Now, the Trump administration has changed its tune and is considering discouraging U.S. oil producers to curb their own oil extraction. “The Trump administration is contemplating paying oil companies to leave their product in the ground, a measure that could help boost the struggling industry while the market has been crushed by an oversupply of crude,” The Hill reported this week. “According to reporting from multiple outlets, the Department of Energy (DOE) is drafting a plan that would pay companies to leave as much as 365 million barrels untapped by considering it part of the nation’s emergency stockpile.”

Premium: The Oil Sector That Will Suffer The Most

This news has sent shockwaves through the domestic energy sector, which has never seen this kind of unprecedented policy from the federal government. This initiative is still in a very tentative phase, however, as this plan “would be unprecedented and likely to face resistance from Congress, where Democrats were able to thwart a $3 billion request to fill the Strategic Petroleum Reserve (SPR) outright.”

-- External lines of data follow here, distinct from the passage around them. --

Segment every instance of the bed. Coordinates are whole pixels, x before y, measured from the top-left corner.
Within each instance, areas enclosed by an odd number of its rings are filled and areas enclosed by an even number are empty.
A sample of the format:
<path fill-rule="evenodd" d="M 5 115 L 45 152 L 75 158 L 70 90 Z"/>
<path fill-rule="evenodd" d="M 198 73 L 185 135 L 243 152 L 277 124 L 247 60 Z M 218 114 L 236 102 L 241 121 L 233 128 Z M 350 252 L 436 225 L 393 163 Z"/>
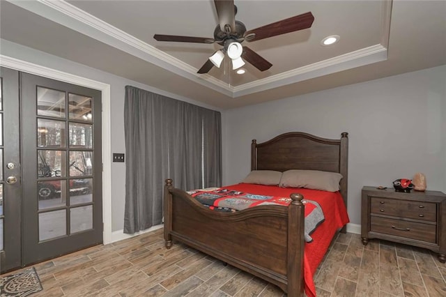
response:
<path fill-rule="evenodd" d="M 298 132 L 259 144 L 254 139 L 251 169 L 340 173 L 344 178 L 339 192 L 346 216 L 348 148 L 346 132 L 337 139 Z M 265 205 L 234 213 L 217 212 L 174 188 L 173 181 L 167 179 L 164 197 L 166 247 L 178 241 L 278 286 L 289 296 L 302 296 L 304 290 L 308 296 L 315 295 L 313 274 L 336 231 L 342 227 L 345 232 L 345 225 L 338 222 L 331 226 L 325 222 L 314 232 L 314 242 L 305 243 L 304 197 L 300 192 L 307 189 L 293 190 L 287 207 Z M 323 226 L 327 230 L 321 231 Z M 321 238 L 325 238 L 323 246 L 310 245 L 318 245 Z M 312 257 L 317 259 L 309 259 Z"/>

This has not stopped President Trump, however, from speaking publicly and assertively about the idea, saying that “the government should stock up on oil while prices are at historic lows, and the DOE plan appears to already have some support from Republicans,” as paraphrased by The Hill. The DOE has not yet sent a formal proposal to Congress, but existing legislation dictates that “federal law allows DOE to set aside up to 1 billion barrels of oil for emergencies, but it doesn’t stipulate where it must be stored.” To this point, President Trump has repeatedly spoken about the possibility for oil companies to store crude oil on private tanker ships, and some crude is already being stowed in rail cars. 

Even if they go through, however, these measures will do little to put a dent in the current crude glut. What’s more, the considerable more austere measures taken by OPEC+ over the weekend have so far done little to correct the market either. “Even with market forces expected to drive U.S. oil companies to drop production by 500,000 barrels a day, a little less than 5 percent of average production,” reports The Hill, “the market is still facing a glut of oil as demand for fuel has declined 30 percent in the midst of the coronavirus.”

Energy demand will not bounce back in the immediate future, either, as the global economic shutdown persists, and some countries are only now beginning widespread shelter-in-place measures.